Das Bild entstand nach einer Fotografie des Modehauses Chloé.

(Die Zeichnung habe ich eingescannt, um verschiedene Farbvariationen auszuprobieren. Den für solche Dinge eigens angeschafften Scanner einzurichten, war eine Herausforderung für sich….)

Ernst Ludwig Kirchner (6. Mai 1880)

«Der Maler malt die Erscheinung der Dinge, nicht ihre objektive Richtigkeit, ja er erschafft neue Erscheinungen der Dinge.» Ernst Ludwig Kirchner

Ein glückliches kann es wohl nicht nennen, blickt man auf das Leben von Ernst Ludwig Kirchner. Geboren am 6. Mai in Aschaffenburg, wo er das Abitur machte und danach Architektur studierte und auch zum Abschluss brachte. Statt sich diesem Beruf zu widmen, begab er sich voll in die Kunst, gründete zusammen mit Emil Nolde, Max Pechstein und Cuno Amiet die Künstlergruppe «Die Brücke». War er zuerst von den Impressionisten inspiriert, wandelte sich sein Stil schnell in Richtung Expressionismus, für welchen er bis heute als prominentes Aushängeschild gilt.

Leider blieb ihm die gebührende Anerkennung verwehrt, so dass er Dresden den Rücken kehrte und nach Berlin zog. Auch da war er nicht zufrieden mit der Resonanz, so dass er sich selbst unter Pseudonym Kritiken schrieb. Das mangelnde Interesse hielt ihn nicht davon ab, ein umfangreiches Werk zu schaffen. Der Erste Weltkrieg unterbrach diese Schaffenskraft. Er diente zuerst als Freiwilliger, danach als Rekrut, doch war er dem Druck nicht gewachsen und erlitt einen Nervenzusammenbruch, aus welchem wohl die ihn bis zum Schluss begleitende Drogenabhängigkeit resultierte.

Die bunten Farben von Kirchners Werken können nicht darüber hinwegtäuschen, dass er ein Leidender war.
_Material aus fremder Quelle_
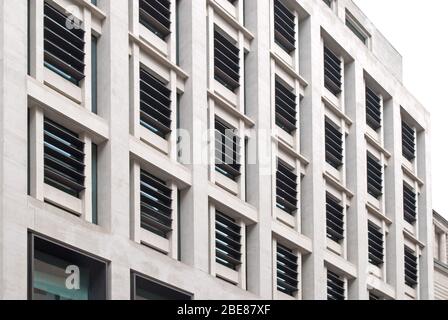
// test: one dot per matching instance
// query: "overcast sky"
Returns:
(418, 31)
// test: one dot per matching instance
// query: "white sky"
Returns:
(417, 30)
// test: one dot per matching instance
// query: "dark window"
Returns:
(376, 244)
(334, 151)
(227, 150)
(143, 288)
(335, 286)
(50, 264)
(285, 107)
(63, 44)
(63, 159)
(335, 219)
(155, 205)
(227, 61)
(287, 276)
(155, 104)
(284, 26)
(155, 15)
(373, 109)
(408, 137)
(410, 267)
(228, 241)
(332, 72)
(286, 181)
(409, 204)
(374, 176)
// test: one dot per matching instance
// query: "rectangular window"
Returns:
(227, 61)
(410, 267)
(51, 263)
(409, 204)
(287, 271)
(335, 219)
(286, 181)
(94, 75)
(228, 241)
(155, 104)
(156, 16)
(408, 140)
(227, 150)
(155, 205)
(335, 286)
(374, 176)
(376, 244)
(284, 26)
(285, 107)
(63, 44)
(144, 288)
(332, 72)
(63, 159)
(373, 109)
(334, 151)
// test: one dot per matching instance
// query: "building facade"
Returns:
(209, 149)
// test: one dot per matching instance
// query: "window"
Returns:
(50, 264)
(376, 244)
(156, 15)
(63, 159)
(63, 45)
(408, 139)
(284, 27)
(155, 205)
(227, 61)
(332, 72)
(374, 177)
(334, 152)
(155, 104)
(373, 109)
(335, 219)
(286, 181)
(410, 267)
(335, 286)
(228, 241)
(143, 288)
(409, 204)
(285, 107)
(227, 150)
(287, 276)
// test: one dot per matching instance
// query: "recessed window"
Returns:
(334, 151)
(410, 267)
(285, 107)
(335, 219)
(284, 26)
(332, 72)
(409, 204)
(286, 189)
(408, 141)
(227, 61)
(373, 109)
(57, 272)
(63, 45)
(228, 241)
(155, 104)
(376, 244)
(63, 159)
(156, 15)
(143, 288)
(374, 176)
(227, 150)
(155, 205)
(287, 270)
(335, 286)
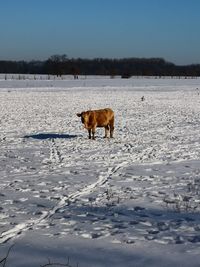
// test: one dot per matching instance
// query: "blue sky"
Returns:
(37, 29)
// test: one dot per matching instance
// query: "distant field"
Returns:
(128, 201)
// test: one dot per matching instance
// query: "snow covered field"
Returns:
(129, 201)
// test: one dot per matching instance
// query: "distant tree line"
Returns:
(126, 67)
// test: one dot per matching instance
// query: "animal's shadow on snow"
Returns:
(43, 136)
Er litt an der mangelnden Aufmerksamkeit, an Krankheit, am Leben.
Der Zweite Weltkrieg stürzte ihn schliesslich vollends in die Verzweiflung. Die Nationalsozialisten deklarierten sein Werk als entartete Kunst, seine Werke wurden aus den Museen entfernt, viele sogar zerstört.
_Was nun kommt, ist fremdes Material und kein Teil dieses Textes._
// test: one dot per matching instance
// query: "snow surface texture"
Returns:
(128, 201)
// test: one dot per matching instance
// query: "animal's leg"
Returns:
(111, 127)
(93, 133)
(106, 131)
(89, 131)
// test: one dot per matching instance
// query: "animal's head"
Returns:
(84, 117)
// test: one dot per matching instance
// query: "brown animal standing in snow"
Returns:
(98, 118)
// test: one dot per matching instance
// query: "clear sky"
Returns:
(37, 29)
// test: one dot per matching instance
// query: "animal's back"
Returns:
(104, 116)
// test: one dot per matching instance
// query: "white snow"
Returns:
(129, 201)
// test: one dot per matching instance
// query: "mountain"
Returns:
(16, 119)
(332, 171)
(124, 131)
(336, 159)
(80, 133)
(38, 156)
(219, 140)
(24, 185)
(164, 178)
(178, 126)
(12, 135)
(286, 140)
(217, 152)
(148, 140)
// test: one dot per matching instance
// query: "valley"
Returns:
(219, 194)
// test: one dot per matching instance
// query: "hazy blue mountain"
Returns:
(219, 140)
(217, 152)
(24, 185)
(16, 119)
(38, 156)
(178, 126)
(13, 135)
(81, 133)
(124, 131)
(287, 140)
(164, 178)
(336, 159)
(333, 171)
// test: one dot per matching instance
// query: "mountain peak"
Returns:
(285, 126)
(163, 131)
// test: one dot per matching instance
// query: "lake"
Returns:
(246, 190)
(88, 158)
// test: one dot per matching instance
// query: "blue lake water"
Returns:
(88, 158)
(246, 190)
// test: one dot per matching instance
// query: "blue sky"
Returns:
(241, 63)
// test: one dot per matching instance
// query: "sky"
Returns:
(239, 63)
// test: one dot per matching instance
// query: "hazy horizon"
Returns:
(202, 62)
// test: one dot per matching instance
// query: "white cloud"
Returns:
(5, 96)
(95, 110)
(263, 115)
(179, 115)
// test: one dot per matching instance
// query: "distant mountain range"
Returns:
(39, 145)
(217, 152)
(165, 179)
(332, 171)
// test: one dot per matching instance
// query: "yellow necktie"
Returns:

«Ich hoffte immer, dass Hitler für alle Deutschen wäre, und nun hat er so viele und wirklich ernsthafte gute Künstler deutschen Blutes diffamiert. Das ist sehr traurig für die Betroffenen, denn sie, die ernsthaften darunter, wollten alle und haben geschaffen für Deutschlands Ruhm und Ehre.» Ernst Ludwig Kirchner

Die Aussage zeugt nicht nur von politischer Ignoranz und prominentem Nationalstolz, sie weist auch andere bedenkliche Andeutungen auf, welche an dieser Stelle aber nicht Thema sein sollen. Es bleibt Kirchners Leiden an der Situation, die er, seit 1917 in Davos (Schweiz) zwar von Ferne, aber doch gefühlt unmittelbar erlebte. Seine Morphinsucht verschlimmerte sich, nachdem er vorher davon weggekommen war, bis er sich am 15. Juni 1938 mit einem Schuss ins Herz das Leben nahm. So lautet zumindest die ärztliche Diagnose, an welcher es doch verschiedene Zweifel gibt.